I've toyed with the idea of doing it for years. I think I even started it one month and failed miserably. Usually, I remember it's happening halfway through November. This time, however, I got a heads up from a friend, and so have plenty of time. I can think about what I should write. i can plan it out a little bit. i can psyche myself up.

It's quite the commitment. 6 pages a day for 30 days. I have trouble writing 6 sentences in this blog, and I'm going to do 6 pages? Audacity, meet your new overlord.

But, I think I need this. i need some discipline. Recently, I beat a PC game (Dragon Age). At the end, it consumed me. While I did enjoy the story, I just wanted to finish it, to finish something. A need not met in my professional life. So I would stay up late into the night, trying to get to the end of the story, the big meandering, glorious story.

Finally, i ended up triumphant. Almost all the side quests; the main quest complete. And since then I haven't had the desire to play a video game. That will change eventually, but for now, my mind wants to take on other pursuits.

I think that I need to give this blog a facelift.
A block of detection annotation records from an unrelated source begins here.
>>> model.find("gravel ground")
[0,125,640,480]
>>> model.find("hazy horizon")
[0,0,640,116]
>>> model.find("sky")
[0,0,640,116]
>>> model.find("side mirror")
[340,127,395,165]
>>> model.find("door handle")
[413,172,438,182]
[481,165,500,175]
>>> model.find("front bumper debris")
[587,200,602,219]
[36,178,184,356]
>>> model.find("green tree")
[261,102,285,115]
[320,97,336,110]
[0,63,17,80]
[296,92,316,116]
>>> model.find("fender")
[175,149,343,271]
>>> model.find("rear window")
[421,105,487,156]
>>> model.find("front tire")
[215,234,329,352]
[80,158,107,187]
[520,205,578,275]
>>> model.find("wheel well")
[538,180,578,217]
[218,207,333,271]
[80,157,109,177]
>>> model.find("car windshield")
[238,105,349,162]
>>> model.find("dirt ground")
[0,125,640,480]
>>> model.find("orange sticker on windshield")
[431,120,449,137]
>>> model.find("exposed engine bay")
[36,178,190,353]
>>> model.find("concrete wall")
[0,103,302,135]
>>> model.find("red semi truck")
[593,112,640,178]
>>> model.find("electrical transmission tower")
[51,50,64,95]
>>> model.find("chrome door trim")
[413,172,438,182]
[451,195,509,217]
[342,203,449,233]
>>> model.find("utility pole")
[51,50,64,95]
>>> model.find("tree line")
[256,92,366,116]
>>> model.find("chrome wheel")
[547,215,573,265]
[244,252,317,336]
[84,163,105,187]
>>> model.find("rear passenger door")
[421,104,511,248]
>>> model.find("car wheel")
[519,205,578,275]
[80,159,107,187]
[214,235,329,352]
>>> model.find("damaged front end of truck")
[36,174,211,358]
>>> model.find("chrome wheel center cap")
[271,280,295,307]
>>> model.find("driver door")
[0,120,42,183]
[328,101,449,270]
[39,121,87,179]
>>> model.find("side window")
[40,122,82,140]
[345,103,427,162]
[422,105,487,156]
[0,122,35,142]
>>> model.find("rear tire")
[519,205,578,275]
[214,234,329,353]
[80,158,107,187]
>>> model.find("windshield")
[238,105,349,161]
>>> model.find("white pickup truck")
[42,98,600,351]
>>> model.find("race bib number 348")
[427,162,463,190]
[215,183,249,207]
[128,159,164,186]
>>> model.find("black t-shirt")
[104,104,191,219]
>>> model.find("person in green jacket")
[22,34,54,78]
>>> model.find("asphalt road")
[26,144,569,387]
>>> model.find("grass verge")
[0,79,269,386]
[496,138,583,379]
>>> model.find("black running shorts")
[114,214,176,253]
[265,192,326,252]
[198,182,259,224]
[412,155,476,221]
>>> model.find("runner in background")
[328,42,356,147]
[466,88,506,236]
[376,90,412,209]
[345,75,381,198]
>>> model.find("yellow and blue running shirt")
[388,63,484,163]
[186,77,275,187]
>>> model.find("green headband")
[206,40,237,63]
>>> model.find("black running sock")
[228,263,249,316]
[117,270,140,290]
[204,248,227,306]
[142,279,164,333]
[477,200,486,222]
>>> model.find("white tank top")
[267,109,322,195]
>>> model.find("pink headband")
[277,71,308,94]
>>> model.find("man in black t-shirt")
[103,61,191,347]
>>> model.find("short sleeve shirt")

It's been very loyal to me, waiting obediently outside the door for me to return to it, even if I am gone for months at a time. I think it deserves better.

I have a domain that I could move it over to, but I'm not sure I want to leave blogger. I really need to find an easy way to update both sites at the same time, but my skillz aren't l44t enough.

Bookwise, I am 3/4 of the way through "The Book Thief". It's been some good stuff. Very serious stuff from what I had been reading recently, but great book for all the rain we've been receiving.